2.2. Nel caso di specie l’impresa aggiudicataria aveva notificato allo IACP istanza di recesso a causa del ritardo nella consegna dei lavori e lo IACP aveva rigettato detta istanza, rientrando, perciò, la fattispecie nell’ambito disciplinato dall’ultimo capoverso del comma 8 citato. L’interpretazione ed applicazione della menzionata disciplina da parte della Corte territoriale sono conformi all’orientamento di questa Corte di cui si è appena detto e, pertanto, sono immuni da censure.

Il richiamo al D.P.R. n. 350 del 1895, art. 5, che si riferisce all’obbligo dell’ente committente di verificare la fattibilità delle opere appaltate, non ha pregio nel senso invocato dalla ricorrente. La rilevanza dell’inadempimento dell’Amministrazione in ogni ipotesi di mancata consegna nel termine previsto, e quindi anche ove dipenda da non corretta verifica della fattibilità dell’opera, resta sempre disciplinata dall’art. 10, comma 8, citato, applicabile ratione temporis nel caso di specie, come incontroverso in causa.

2.3. Alla stregua della ricostruzione del quadro normativa in allora vigente e del meccanismo regolatore della fattispecie concreta, non sono pertinenti le ulteriori deduzioni svolte in ricorso circa la rilevanza, ai fini del riconoscimento del danno da mancato utile anche nel periodo successivo alla consegna, dell’inadempimento della stazione appaltante dell’obbligo di cooperazione e circa l’anomalo andamento dell’appalto, una volta chiarito che, in base all’espresso dettato dell’art. 10 citato, comma 8, all’appaltatore spetta il “compenso” maggiorato, corrispondente ai maggiori oneri sopportati dallo stesso nella “forzata” esecuzione dell’appalto e purchè dipendenti dal ritardo, oneri, infatti, riconosciuti dalla Corte territoriale con riferimento sia al periodo anteriore, sia a quello successivo alla consegna.
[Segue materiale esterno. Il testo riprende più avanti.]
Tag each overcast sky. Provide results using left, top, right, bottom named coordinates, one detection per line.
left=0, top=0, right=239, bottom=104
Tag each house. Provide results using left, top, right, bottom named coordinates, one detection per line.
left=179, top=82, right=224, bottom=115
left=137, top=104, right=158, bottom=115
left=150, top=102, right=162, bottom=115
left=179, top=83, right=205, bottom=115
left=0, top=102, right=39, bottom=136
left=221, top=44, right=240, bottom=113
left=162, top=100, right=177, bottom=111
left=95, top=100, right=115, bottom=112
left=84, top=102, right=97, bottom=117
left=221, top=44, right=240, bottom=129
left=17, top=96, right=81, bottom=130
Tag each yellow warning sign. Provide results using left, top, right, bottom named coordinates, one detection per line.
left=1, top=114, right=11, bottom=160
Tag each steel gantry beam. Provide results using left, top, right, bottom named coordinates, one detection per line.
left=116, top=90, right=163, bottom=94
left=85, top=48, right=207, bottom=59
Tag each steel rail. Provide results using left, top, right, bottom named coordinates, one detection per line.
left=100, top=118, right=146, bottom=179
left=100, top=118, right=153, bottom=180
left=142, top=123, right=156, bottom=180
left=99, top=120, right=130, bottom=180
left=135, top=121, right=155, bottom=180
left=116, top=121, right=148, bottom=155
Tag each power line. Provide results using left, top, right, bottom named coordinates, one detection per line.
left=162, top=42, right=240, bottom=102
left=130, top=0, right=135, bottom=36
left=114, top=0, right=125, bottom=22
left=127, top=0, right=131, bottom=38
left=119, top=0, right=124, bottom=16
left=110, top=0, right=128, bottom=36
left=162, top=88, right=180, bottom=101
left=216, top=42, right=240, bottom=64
Peraltro, sempre in ordine al danno da mancato utile, la Corte territoriale ha espresso una doppia ratio decidendi, affermando, con adeguata motivazione, che in ogni caso l’impresa appaltatrice non aveva fornito la prova della sussistenza di quel pregiudizio, dopo aver dato conto delle allegazioni di detta parte e delle risultanze della prova testimoniale, escludendo così, in radice, la debenza di quella posta, liquidata in via equitativa dal Tribunale.

Parte ricorrente censura il suddetto iter motivazionale senza precisare quale sia il vizio denunciato e quali le norme violate, richiama le risultanze della prova testimoniale (teste R.) ed assume di avere adeguatamente provato nell’an la richiesta risarcitoria, rimarcando che l’attrezzatura era rimasta immobilizzata in cantiere senza poter essere utilizzata in altri appalti.
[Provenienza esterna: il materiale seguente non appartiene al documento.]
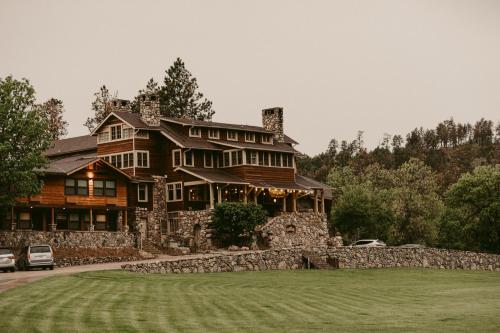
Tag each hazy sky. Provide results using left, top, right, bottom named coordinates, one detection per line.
left=1, top=0, right=499, bottom=155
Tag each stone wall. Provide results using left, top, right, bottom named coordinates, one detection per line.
left=172, top=209, right=213, bottom=251
left=122, top=249, right=304, bottom=274
left=0, top=231, right=135, bottom=249
left=325, top=247, right=500, bottom=271
left=262, top=107, right=284, bottom=142
left=258, top=212, right=328, bottom=251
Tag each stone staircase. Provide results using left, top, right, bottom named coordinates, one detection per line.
left=141, top=240, right=162, bottom=256
left=302, top=250, right=331, bottom=269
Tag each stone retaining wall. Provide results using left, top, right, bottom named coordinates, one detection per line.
left=122, top=247, right=500, bottom=274
left=122, top=249, right=304, bottom=274
left=0, top=231, right=136, bottom=249
left=326, top=247, right=500, bottom=271
left=56, top=255, right=142, bottom=268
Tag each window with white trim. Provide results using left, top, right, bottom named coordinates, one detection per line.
left=258, top=152, right=269, bottom=166
left=223, top=151, right=230, bottom=167
left=138, top=183, right=148, bottom=202
left=184, top=150, right=194, bottom=167
left=110, top=125, right=122, bottom=140
left=189, top=127, right=201, bottom=137
left=208, top=129, right=219, bottom=139
left=227, top=130, right=238, bottom=141
left=98, top=131, right=110, bottom=143
left=123, top=152, right=134, bottom=168
left=172, top=149, right=182, bottom=167
left=136, top=151, right=149, bottom=168
left=245, top=132, right=255, bottom=142
left=122, top=127, right=133, bottom=139
left=261, top=134, right=272, bottom=144
left=204, top=152, right=213, bottom=168
left=246, top=151, right=258, bottom=165
left=167, top=182, right=183, bottom=202
left=110, top=154, right=122, bottom=168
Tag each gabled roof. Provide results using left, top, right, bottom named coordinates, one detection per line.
left=38, top=153, right=131, bottom=179
left=296, top=174, right=332, bottom=199
left=44, top=135, right=97, bottom=157
left=159, top=122, right=222, bottom=150
left=90, top=111, right=153, bottom=135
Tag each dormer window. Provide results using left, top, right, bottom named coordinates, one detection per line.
left=110, top=125, right=122, bottom=140
left=208, top=129, right=220, bottom=139
left=227, top=130, right=238, bottom=141
left=261, top=134, right=272, bottom=144
left=189, top=127, right=201, bottom=137
left=245, top=132, right=255, bottom=142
La censura si risolve in una generica critica del ragionamento logico posto dal giudice di merito a base dell’interpretazione degli elementi probatori del processo e, in sostanza, nella richiesta di una diversa valutazione degli stessi, ipotesi integrante un vizio motivazionale non più proponibile in seguito alla modifica dell’art. 360 c.p.c., comma 1, n. 5, apportata dal D.L. n. 83 del 2012, art. 54, convertito in L. n. 134 del 2012 (Cass., sez. un., n. 8053/2014).

3. In conclusione, il ricorso va rigettato e le spese del presente giudizio, liquidate come in dispositivo, seguono la soccombenza.
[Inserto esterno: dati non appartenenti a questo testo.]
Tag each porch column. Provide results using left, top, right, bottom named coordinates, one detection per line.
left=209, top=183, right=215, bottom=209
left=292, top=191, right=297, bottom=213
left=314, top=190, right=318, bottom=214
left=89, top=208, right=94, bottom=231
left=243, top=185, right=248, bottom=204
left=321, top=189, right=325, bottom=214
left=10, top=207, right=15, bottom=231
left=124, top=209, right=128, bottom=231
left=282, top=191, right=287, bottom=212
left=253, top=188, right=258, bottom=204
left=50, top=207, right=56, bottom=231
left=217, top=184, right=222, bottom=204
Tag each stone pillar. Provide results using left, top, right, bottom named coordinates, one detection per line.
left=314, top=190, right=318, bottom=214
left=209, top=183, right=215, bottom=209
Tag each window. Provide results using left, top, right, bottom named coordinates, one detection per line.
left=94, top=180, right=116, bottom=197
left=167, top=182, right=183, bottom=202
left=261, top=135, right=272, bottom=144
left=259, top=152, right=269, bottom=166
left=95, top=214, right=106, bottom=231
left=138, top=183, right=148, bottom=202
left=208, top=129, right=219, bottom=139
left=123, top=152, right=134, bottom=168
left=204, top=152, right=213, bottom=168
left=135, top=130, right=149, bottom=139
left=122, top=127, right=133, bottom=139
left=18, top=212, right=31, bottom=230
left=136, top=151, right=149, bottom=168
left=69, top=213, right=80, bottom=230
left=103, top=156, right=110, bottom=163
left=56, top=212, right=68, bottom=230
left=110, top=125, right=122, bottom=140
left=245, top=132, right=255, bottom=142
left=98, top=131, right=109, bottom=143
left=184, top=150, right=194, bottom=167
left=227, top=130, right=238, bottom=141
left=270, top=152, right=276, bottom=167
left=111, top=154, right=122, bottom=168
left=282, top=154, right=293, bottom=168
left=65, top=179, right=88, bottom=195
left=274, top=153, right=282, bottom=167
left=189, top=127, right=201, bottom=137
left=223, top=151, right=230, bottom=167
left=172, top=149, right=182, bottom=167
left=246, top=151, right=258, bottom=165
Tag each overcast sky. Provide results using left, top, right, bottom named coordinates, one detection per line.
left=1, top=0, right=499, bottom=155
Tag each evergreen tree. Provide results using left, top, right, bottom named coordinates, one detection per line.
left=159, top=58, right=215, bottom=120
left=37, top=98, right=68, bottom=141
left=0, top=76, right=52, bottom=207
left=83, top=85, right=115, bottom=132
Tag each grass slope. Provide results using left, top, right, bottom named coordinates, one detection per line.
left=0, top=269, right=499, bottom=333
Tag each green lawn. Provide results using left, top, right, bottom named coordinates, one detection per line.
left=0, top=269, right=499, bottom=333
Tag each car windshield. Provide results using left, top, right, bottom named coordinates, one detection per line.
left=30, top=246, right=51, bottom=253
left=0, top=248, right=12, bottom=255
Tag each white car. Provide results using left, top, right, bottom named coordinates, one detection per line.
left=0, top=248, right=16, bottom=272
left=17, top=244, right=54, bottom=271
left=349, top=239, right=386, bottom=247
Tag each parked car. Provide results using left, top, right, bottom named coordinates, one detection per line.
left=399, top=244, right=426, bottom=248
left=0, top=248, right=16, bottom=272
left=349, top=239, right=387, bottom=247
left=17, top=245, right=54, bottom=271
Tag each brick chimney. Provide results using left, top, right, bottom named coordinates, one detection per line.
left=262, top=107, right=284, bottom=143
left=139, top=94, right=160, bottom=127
Ai sensi del D.P.R. n. 115 del 2002, art. 13, comma 1 quater, deve darsi atto della sussistenza dei presupposti processuali per il versamento, da parte della ricorrente, di un ulteriore importo a titolo di contributo unificato pari a quello previsto per il ricorso per cassazione, a norma dello stesso art. 13, comma 1-bis, ove dovuto (Cass. n. 23535/2019).

PQM

La Corte rigetta il ricorso e condanna parte ricorrente alla rifusione delle spese del presente giudizio, liquidate in complessivi Euro 5.200, di cui Euro 200 per esborsi, oltre rimborso spese generali ed accessori come per legge.

Ai sensi del D.P.R. n. 115 del 2002, art. 13, comma 1 quater, dà atto della sussistenza dei presupposti processuali per il versamento, da parte del ricorrente, di un ulteriore importo a titolo di contributo unificato pari a quello previsto per il ricorso per cassazione, a norma dello stesso art. 13, comma 1-bis, ove dovuto.

Così deciso in Roma, il 2 luglio 2020.